There are two straightforward ways of implementing directed identifiers for an IdP:

  1. Generate a random string, and store it in a table keyed by the real identifier, or
  2. Use a cryptographic hash function to make it one-way derivable from the original identifier.

The latter is used by Shibboleth in its peristent identifier implementation, and also described in OpenID Connect for generating pairwise Subject Identifiers.

Directed identifiers in WebID

While there exist examples of directed identifiers being used in closed identity systems, there are challenges to adapting them in a broad way to federated sign-in. The privacy goals of this project require that the entire ID token be directed, not just a single identifier field. For instance, the set of OIDC standard Claims mostly contains fields that cannot exist in a token containing only directed identifiers, or else would have to contain random or obfuscated data.

Essential fields

A minimal directed identifier token that could be suitable for most federated sign-in cases would contain a stable identifier (sub) and an email address (email). The verified_email boolean would likely also be a part. The sub can be trivially directed using either of the methods mentioned above. Providing a non-correlatable email address, however, requires an email aliasing or proxying system, and has constraints on its form due to the limitations of a valid email address.

Unfortunately the phone number field can be used in much of the world as a primary communication channel for RPs to users (via SMS), and does not lend itself to any kind of directedness due to the difficulty in imagining a proxying system. This is an open problem.

Other fields

The remaining OIDC standard Claims have varying levels of value and usefulness in a directed scenario. Some, such as website or picture would have to be omitted or provide a generic non-identifying value. Others, such as birthdate, could conceivably be included even though it provides a degree of correlation. It is possible to imagine an entropy budget that WebID could allow within a single token, outside of which the identifier is no longer considered directed.

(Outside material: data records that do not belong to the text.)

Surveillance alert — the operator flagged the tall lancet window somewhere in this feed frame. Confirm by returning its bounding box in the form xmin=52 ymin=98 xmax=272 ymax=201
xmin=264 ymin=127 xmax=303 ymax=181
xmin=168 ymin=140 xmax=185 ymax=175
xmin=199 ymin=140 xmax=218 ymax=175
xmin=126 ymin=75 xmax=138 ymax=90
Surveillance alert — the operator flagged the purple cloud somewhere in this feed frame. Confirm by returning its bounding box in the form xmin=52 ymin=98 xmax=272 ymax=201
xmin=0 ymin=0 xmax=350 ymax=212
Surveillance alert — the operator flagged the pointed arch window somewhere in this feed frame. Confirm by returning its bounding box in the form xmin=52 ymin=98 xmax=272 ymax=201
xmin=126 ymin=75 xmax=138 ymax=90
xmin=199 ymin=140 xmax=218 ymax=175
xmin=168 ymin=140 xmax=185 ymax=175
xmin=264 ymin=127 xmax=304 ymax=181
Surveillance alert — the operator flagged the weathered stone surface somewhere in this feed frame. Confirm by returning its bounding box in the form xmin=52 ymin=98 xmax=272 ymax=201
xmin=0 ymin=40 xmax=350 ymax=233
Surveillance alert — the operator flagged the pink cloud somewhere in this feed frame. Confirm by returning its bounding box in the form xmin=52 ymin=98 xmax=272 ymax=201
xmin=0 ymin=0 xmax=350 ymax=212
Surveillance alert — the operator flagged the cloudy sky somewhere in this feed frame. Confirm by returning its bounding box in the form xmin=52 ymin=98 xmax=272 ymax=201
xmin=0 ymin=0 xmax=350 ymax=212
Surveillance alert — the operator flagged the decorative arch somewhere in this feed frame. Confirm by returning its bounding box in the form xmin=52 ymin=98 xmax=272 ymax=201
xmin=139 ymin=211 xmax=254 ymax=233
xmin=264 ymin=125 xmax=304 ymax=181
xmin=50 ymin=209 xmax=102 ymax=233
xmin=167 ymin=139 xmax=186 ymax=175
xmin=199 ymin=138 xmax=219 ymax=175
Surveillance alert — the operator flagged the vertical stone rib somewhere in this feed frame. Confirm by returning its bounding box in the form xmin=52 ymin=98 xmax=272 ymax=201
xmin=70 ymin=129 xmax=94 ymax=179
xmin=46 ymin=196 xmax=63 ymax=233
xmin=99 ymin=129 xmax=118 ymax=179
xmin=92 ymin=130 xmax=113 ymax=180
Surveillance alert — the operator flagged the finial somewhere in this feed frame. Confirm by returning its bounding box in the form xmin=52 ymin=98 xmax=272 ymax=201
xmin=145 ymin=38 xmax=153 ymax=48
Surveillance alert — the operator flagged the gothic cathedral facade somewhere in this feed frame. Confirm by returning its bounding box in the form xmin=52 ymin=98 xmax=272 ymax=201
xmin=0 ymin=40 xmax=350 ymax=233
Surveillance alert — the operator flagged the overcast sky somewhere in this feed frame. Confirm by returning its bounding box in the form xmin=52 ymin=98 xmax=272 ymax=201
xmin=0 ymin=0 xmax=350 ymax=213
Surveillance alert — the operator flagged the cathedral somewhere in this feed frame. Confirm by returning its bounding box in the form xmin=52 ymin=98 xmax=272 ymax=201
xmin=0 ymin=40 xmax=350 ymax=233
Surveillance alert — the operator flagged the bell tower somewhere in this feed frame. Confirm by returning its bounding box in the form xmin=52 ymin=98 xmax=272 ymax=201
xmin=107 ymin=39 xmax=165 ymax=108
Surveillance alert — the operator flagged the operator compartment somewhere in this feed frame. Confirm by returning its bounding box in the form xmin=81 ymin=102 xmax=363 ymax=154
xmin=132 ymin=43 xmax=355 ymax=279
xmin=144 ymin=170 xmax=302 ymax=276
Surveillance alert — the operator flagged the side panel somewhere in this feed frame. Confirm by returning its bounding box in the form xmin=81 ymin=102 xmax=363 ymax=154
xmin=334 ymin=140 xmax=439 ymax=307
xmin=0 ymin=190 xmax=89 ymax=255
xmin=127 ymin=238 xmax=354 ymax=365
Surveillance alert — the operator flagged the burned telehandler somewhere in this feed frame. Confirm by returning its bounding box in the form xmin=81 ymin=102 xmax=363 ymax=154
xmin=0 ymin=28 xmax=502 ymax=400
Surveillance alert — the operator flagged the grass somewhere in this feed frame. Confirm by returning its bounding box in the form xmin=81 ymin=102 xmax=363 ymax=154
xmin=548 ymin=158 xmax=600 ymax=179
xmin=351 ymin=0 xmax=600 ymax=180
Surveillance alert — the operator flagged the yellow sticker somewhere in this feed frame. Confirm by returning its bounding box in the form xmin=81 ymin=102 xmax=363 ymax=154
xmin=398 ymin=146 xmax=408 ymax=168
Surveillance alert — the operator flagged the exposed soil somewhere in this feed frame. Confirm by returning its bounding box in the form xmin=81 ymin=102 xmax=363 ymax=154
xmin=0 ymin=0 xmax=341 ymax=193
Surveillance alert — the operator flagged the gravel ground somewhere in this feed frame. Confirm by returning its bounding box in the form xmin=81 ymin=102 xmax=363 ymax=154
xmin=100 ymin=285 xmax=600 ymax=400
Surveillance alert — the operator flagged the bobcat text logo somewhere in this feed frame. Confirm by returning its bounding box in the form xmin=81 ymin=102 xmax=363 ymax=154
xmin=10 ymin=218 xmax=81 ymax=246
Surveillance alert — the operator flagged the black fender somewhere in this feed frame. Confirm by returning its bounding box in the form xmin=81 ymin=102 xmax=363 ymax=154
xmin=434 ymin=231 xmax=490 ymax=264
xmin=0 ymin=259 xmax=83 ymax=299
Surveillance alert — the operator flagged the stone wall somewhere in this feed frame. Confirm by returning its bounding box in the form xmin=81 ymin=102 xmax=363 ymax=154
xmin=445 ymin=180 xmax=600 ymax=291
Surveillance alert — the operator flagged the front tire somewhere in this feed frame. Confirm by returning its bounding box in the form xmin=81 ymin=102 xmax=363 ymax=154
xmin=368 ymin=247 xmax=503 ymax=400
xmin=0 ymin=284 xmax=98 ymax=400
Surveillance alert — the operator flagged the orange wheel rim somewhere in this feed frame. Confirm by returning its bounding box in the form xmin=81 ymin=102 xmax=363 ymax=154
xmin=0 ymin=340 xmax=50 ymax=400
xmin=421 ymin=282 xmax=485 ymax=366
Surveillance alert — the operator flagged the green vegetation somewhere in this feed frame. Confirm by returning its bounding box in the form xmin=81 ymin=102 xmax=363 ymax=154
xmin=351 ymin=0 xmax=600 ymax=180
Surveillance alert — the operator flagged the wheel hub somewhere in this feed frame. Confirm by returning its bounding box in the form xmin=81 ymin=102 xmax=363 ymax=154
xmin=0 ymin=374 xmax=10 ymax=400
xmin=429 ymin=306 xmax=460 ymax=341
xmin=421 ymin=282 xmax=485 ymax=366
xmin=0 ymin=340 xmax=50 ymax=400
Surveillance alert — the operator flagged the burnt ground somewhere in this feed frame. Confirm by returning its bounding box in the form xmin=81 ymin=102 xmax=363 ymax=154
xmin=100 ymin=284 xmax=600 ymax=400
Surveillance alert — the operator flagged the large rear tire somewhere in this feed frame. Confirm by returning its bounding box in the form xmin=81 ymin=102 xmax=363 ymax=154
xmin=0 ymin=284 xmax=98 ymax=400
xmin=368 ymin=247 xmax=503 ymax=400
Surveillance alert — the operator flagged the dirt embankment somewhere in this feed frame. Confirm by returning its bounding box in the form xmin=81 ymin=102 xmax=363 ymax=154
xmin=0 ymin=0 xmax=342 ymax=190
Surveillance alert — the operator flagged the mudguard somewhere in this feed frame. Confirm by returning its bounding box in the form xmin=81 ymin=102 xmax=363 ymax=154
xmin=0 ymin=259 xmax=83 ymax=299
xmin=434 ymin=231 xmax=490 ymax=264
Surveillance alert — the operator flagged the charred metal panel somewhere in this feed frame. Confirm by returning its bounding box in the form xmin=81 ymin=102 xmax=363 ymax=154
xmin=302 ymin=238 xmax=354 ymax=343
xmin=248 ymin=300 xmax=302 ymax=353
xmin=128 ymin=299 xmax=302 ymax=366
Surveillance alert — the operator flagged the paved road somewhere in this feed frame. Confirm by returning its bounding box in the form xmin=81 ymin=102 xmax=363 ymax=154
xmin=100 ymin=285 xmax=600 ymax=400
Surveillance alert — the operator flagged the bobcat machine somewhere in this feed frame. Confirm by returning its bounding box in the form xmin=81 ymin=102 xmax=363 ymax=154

There are also non-standard Claims sometimes included in some federated sign-in scenarios, which do not necessarily violate the directedness requirements. An example is an IdP with multiple subscriber levels, in a case where it is useful for an RP to know which subscriber level is associated with that user. Adding a few bits of information should be possible, though it is an open question how the user agent can know that this does not pose a tracking risk requiring additional user consent, especially if there are other non-essential fields present that might cumulatively create undirected entropy.

Directed basic profile

This proposal defines the concept of a directed basic profile which attempts to provide a set of directed fields that, when populated in a conforming way, can allow federated sign-in without risk of user tracking by identifier correlation. The precise definition of a directed basic profile is still a topic for dicussion.

User agent behavior

The value of a directed identifier is that a user agent can cooperate with it being passed from an IdP to an RP without having to attempt to acquire user consent for the tracking risk that is associated with correlatable identifiers. The precise shape of the user consent flow is discussed elsewhere in the WebID proposal.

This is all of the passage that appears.